Das Verwaltungsgericht hat weiter zu Recht hinreichende Erfolgsaussichten der Klage im Hinblick auf eine mögliche Beweisaufnahme in der mündlichen Verhandlung zu der Frage, ob sich der Kläger vor der Identitätsfeststellung in der Turmstraße aufgehalten hat, verneint. Zwar hat eine Rechtsverfolgung regelmäßig dann hinreichende Aussicht auf Erfolg, wenn zur Klärung des Sachverhalts eine Beweisaufnahme erforderlich ist. Damit ist aber eine Beweisantizipation auch im verwaltungsgerichtlichen Verfahren nicht von vornherein ausgeschlossen.
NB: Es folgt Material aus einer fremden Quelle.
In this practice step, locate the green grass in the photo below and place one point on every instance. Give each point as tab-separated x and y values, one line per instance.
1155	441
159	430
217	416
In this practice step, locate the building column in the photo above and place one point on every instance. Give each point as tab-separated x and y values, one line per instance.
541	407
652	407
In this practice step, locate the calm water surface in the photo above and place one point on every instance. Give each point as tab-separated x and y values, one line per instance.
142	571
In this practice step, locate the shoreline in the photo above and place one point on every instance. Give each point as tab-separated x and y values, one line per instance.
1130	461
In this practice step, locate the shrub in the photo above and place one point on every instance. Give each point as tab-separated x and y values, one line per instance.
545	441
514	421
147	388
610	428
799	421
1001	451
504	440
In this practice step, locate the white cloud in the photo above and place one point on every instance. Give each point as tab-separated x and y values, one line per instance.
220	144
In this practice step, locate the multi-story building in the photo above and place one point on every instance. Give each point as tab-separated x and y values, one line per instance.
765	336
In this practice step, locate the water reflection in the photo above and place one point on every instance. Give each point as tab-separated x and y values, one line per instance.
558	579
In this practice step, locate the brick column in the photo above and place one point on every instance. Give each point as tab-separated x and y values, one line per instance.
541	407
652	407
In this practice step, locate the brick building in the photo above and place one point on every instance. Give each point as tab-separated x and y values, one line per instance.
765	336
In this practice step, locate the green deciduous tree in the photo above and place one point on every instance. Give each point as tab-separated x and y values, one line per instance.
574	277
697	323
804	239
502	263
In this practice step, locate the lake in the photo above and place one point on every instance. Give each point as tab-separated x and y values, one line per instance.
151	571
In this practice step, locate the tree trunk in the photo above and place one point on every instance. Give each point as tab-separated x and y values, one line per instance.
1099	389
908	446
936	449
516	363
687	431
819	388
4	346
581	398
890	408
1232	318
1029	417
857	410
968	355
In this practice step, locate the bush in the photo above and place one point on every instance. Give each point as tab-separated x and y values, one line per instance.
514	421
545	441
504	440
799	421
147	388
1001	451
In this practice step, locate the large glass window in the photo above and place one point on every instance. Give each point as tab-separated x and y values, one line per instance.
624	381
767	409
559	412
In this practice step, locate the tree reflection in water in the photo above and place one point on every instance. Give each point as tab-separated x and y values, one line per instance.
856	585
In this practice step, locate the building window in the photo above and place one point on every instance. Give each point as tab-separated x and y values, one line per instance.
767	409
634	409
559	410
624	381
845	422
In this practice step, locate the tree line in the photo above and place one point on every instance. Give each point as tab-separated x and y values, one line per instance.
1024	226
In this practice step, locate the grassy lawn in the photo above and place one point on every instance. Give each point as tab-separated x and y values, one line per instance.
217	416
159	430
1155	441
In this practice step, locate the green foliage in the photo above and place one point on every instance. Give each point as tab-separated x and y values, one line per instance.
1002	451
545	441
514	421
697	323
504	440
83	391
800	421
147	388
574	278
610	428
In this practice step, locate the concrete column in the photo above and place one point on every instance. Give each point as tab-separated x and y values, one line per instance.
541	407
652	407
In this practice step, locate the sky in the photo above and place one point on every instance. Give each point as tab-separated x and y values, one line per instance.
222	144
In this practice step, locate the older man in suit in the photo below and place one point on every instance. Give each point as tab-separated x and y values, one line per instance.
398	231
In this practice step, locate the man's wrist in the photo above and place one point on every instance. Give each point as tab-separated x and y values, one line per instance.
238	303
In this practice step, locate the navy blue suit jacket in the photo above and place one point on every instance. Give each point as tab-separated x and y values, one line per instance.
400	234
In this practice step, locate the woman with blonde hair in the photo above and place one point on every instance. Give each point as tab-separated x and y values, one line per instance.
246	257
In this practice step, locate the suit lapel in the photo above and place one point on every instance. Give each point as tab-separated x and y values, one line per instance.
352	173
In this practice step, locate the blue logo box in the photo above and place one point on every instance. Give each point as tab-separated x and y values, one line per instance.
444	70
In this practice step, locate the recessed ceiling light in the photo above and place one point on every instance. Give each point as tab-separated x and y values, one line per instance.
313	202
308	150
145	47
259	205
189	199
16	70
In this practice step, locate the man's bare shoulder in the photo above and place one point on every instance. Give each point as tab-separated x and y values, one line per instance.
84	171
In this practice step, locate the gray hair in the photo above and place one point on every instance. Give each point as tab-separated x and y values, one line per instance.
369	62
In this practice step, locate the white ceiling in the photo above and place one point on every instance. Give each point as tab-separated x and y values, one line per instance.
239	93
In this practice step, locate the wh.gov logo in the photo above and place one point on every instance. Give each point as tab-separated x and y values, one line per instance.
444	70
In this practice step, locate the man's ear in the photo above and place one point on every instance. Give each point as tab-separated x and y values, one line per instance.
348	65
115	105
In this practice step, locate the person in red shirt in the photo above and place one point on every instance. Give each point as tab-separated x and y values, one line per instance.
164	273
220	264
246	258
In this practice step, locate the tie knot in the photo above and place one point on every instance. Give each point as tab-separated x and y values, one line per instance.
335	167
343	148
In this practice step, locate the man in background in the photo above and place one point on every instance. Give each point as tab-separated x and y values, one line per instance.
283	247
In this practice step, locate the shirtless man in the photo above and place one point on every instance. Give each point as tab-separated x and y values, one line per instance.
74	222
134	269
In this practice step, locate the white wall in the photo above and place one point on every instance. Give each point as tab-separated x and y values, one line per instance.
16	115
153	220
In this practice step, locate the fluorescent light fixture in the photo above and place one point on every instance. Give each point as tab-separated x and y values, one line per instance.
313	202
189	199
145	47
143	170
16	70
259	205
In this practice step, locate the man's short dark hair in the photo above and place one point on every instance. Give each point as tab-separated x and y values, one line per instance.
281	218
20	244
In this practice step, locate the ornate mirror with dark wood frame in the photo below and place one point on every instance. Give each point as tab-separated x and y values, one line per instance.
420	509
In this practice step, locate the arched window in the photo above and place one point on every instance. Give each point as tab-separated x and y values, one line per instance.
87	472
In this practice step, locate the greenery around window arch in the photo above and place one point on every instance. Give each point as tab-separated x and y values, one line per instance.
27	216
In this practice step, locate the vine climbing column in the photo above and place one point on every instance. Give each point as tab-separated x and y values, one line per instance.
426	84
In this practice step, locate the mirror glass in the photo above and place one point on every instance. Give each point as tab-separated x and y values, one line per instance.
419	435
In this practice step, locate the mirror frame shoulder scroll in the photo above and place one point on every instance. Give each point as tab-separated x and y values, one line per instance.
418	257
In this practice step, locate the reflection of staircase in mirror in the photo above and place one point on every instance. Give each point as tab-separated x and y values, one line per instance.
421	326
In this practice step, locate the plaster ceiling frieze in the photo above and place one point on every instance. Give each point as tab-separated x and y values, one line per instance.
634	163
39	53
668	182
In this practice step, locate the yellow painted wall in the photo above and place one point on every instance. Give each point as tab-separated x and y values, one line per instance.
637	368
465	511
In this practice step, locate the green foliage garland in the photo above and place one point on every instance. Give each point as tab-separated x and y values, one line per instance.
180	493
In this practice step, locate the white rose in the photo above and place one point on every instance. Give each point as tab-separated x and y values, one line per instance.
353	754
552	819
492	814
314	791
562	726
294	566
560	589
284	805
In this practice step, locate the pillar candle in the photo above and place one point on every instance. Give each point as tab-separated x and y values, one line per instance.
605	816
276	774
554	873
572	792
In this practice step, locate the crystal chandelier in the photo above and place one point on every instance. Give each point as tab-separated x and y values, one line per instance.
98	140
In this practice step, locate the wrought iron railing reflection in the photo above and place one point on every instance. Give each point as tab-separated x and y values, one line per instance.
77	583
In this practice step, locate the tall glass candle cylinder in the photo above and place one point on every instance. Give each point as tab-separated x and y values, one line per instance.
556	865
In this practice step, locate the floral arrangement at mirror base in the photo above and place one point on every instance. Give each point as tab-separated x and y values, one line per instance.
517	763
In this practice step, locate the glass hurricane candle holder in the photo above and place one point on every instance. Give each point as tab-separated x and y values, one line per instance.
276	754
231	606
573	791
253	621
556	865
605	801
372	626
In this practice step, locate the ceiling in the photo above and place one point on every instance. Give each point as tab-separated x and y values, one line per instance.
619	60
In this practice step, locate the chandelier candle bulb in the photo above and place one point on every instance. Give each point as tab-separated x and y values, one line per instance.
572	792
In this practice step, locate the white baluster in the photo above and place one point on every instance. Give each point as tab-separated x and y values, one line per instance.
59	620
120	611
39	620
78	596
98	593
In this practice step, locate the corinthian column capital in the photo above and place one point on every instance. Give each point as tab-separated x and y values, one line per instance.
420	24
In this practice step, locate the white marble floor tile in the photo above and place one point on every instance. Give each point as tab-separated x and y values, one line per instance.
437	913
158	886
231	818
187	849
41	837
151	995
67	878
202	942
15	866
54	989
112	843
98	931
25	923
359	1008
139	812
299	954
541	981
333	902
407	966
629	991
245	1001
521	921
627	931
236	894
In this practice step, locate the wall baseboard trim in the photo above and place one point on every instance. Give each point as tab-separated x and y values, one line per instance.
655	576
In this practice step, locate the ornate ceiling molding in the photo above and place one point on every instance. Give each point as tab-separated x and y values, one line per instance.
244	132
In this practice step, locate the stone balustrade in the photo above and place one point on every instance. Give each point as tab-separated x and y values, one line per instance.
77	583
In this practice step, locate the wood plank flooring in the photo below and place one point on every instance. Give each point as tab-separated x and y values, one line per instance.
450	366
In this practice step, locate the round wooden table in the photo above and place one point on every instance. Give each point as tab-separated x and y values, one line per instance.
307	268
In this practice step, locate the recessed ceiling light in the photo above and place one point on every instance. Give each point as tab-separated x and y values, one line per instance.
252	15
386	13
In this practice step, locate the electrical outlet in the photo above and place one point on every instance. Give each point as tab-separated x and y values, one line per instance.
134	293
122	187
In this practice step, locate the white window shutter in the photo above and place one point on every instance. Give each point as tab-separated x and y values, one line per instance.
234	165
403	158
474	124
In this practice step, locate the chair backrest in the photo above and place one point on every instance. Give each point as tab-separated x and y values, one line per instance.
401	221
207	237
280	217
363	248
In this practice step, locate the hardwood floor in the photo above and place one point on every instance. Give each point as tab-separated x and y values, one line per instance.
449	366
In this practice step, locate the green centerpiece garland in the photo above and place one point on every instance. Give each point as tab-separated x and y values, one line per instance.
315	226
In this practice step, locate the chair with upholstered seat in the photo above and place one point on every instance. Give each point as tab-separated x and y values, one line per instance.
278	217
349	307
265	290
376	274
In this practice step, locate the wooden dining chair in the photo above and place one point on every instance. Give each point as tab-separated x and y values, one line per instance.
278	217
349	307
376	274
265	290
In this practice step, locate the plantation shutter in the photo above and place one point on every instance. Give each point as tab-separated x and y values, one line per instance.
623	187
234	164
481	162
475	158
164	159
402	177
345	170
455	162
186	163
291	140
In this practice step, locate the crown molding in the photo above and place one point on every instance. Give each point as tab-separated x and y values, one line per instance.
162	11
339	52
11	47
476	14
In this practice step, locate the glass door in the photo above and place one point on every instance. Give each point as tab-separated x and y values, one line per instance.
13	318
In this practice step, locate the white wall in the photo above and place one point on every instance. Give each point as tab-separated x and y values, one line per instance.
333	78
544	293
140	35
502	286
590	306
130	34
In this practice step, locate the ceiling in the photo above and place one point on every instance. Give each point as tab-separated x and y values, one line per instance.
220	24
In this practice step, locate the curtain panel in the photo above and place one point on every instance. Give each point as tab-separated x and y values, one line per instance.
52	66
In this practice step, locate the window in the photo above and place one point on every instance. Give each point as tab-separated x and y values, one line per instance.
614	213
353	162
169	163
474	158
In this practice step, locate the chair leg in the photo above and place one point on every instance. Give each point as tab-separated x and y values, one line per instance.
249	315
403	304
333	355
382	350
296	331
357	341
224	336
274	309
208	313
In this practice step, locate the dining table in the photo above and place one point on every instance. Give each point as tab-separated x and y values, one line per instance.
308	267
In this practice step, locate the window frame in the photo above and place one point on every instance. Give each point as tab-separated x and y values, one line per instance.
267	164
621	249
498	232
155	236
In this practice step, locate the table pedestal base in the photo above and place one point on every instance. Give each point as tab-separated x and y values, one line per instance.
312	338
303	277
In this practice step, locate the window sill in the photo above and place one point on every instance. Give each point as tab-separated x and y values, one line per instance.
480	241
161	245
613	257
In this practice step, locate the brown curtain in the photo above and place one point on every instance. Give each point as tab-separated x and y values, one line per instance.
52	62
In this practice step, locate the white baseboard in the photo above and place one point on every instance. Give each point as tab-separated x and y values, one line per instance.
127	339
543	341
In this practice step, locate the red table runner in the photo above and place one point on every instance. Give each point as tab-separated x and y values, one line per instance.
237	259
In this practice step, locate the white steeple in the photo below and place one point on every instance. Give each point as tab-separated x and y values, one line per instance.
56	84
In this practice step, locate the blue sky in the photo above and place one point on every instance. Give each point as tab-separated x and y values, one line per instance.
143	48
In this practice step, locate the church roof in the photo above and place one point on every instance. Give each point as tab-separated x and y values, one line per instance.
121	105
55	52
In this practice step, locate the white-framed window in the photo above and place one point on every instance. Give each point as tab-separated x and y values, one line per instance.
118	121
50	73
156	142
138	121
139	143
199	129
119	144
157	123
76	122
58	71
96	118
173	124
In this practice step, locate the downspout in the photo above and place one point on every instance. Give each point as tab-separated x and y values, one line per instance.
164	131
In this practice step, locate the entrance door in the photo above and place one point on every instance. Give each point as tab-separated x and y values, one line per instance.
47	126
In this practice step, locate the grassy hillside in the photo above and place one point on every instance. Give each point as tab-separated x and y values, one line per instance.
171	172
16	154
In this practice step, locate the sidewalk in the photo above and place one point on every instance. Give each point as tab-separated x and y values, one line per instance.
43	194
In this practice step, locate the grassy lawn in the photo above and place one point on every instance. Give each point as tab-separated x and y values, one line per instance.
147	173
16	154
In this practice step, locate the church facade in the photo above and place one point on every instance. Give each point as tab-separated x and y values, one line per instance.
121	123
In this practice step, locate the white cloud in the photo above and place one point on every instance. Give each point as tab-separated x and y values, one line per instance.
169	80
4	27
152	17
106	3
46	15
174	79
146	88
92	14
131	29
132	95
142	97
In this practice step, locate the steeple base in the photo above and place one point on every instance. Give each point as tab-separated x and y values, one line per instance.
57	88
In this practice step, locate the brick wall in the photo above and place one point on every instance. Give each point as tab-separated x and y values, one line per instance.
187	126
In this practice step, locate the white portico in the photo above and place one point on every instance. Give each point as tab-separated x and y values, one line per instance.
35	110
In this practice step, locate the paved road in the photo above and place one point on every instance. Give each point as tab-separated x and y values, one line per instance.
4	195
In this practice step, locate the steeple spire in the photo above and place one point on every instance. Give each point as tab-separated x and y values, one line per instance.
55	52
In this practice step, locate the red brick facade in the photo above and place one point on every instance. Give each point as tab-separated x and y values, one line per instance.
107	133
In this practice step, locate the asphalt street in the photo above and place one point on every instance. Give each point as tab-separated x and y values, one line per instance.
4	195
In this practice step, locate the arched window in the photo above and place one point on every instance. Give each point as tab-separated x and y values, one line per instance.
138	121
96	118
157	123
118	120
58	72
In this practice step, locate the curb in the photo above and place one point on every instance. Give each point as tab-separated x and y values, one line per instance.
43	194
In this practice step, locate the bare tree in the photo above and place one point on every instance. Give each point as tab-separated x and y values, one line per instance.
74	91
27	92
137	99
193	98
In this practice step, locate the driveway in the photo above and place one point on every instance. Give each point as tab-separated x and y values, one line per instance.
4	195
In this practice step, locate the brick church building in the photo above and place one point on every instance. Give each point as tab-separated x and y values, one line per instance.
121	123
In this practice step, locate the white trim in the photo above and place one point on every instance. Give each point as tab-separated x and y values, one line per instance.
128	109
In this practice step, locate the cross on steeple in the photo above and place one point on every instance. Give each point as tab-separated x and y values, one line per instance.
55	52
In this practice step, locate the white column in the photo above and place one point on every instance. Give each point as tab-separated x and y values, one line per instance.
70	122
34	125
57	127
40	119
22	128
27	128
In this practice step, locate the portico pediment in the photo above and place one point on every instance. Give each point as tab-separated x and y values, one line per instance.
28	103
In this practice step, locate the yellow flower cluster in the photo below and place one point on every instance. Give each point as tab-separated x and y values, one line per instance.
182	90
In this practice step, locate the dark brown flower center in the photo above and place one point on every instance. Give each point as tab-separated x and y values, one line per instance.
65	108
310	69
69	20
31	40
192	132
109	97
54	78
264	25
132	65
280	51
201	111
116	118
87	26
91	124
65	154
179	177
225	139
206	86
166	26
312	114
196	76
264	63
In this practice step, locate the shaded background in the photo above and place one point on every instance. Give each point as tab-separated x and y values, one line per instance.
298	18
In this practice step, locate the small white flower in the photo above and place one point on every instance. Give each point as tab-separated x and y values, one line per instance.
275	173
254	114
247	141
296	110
Nach ständiger Rechtsprechung des Bundesverfassungsgerichts (vgl. Beschl. v. 19.2.2008 - 1 BvR 1807/07 -, NJW 2008, 1060; Beschl. v. 29.9.2004 - 1 BvR 1281/04 -, NJW-RR 2005, 140; Beschl. v. 14.4.2003 - 1 BvR 1998/02 -, NJW 2003, 2976; Beschl. v. 7.5.1997 - 1 BvR 269/94 -, NJW 1997, 2745 [BVerfG 07.05.1997 - 1 BvR 296/94]) müssen allerdings konkrete und nachvollziehbare Anhaltpunkte dafür vorliegen, dass die Beweisaufnahme mit großer Wahrscheinlichkeit zum Nachteil des Beschwerdeführers ausgehen würde. Ein solcher Fall liegt hier, wie das Verwaltungsgericht überzeugend ausgeführt hat, vor. Denn angesichts der vorliegenden schriftlichen Aussagen der beiden Polizeibeamten, die der Kläger als Zeugen benannt hat, ist davon auszugehen, dass diese in einer Zeugenvernehmung an ihren bisherigen Angaben festhalten werden und die Beweisaufnahme daher mit großer Wahrscheinlichkeit zum Nachteil des Klägers ausgehen wird.